Connecticut already requires employers to disclose the pay range for a position to an applicant upon request or before making an offer of compensation, whichever comes first. However, HB 6273, currently under consideration, would require employers in the state to include a pay range and general description of benefits in any internal or external job posting.
If passed, the law would take effect October 1, 2023, and would apply to any job, promotion or transfer opportunity that is either:
- Performed in Connecticut; or
- Performed remotely outside the state but reporting to a Connecticut-based supervisor, office or other worksite.
H.B. 745 would make a number of changes to the state's equal pay law, including adding a number of additional protected characteristics and modifying the way in which an employer could justify pay differentials based on non-discriminatory factors. Employers also would be required to include pay ranges in all job listings and disclose such ranges to applicants and employees.
Unlike existing pay transparency laws - which generally require employers to publish a pay scale based on a good faith estimate at the time of posting but do not ultimately require the employer to adhere to the posted salary - the proposed Hawaii law would require covered employers to select a salary for a new employee within the posted range or republish the posting with an amended range.
Introduced February 16, the Massachusetts bill would apply to employers with 15 or more employees in Massachusetts. Covered employers would be required to include a pay range within any advertisement or job posting seeking candidates for a role. Employees would also be entitled to learn pay ranges for their current jobs upon request.
New Jersey's proposed law would apply to any employer operating in the state with 10 or more employees.

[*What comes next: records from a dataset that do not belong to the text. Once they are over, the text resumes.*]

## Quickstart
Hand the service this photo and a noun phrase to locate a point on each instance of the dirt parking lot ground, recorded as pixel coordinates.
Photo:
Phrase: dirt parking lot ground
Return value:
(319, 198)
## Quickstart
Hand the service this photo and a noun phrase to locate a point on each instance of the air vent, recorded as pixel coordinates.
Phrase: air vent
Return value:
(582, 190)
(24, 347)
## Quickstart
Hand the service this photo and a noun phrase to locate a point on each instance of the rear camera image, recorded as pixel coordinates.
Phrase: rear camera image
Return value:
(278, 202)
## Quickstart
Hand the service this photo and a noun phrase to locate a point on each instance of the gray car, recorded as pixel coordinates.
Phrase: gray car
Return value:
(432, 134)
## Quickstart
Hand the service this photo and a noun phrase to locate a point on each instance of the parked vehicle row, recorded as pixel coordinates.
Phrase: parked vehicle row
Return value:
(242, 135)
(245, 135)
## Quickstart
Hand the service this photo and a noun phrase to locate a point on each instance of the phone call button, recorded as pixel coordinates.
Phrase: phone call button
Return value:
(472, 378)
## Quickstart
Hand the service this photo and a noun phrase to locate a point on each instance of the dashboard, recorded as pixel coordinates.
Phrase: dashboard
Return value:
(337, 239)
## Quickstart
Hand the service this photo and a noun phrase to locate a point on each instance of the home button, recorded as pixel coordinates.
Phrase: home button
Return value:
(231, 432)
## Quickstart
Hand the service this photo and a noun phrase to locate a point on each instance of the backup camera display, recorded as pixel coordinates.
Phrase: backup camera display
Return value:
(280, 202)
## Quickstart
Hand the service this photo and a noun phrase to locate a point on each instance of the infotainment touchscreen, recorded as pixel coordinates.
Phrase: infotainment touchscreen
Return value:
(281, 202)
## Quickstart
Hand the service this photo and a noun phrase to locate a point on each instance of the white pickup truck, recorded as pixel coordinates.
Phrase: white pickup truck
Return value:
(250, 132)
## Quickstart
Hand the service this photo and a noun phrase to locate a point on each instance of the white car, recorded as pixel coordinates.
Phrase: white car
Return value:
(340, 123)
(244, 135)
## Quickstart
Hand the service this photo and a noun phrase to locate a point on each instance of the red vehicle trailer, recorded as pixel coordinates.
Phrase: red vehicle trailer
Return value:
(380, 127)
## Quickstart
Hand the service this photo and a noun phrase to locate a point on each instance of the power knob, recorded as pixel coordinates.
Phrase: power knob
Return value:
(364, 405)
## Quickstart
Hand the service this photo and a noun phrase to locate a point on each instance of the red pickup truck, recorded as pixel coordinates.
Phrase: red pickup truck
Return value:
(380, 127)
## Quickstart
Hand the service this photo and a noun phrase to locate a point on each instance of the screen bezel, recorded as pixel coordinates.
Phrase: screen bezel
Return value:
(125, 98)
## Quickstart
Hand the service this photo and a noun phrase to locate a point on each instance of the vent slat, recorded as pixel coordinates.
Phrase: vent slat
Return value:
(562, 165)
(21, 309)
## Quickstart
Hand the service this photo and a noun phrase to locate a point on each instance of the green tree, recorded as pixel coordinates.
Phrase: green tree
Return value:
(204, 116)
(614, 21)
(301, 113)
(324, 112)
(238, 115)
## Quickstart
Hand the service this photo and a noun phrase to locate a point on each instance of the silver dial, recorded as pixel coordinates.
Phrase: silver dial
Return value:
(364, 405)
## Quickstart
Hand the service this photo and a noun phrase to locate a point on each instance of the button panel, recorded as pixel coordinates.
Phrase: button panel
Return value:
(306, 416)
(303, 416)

Covered employers would be required to disclose the following information in any job posting, whether controlled by the employer or on a third-party platform:
- Minimum and maximum salary or hourly wage;
- Any supplemental compensation available;
- A description of benefits; and
- A description of retirement plans offered through the employer.
If passed in its current form, the law would take effect immediately. Violations would be punishable by civil penalties of up to $1,000 for the first violation, $5,000 for the second violation, and $10,000 for each subsequent violation.
Pennsylvania state senator Amanda Cappelletti announced on March 14 that she would soon reintroduce a bill requiring job postings to contain pay ranges.
H. 116, introduced in January, would ban salary history inquiries and require employers to disclose the pay scale for a position to applicants and current employees who hold that position. In addition, employers with 10 or more employees would be required to submit compensation data broken down by gender and race to the state Department of Labor, which would publish the information online.
Virginia's S.B. 1136, which passed the state Senate in February, would ban salary history inquiries and require employers to provide a pay range to a prospective employee upon request and prior to discussing compensation. Violations would be punishable by paying damages to affected employees, attorney fees and costs, and civil penalties.
The proposed Katherine Johnson and Dorothy Vaughan Fair Pay Act would require employers in the state to provide a pay range and description of benefits and other compensation to an applicant upon request. The bill also includes provisions banning employers from inquiring into an applicant's salary history before making an initial offer of compensation.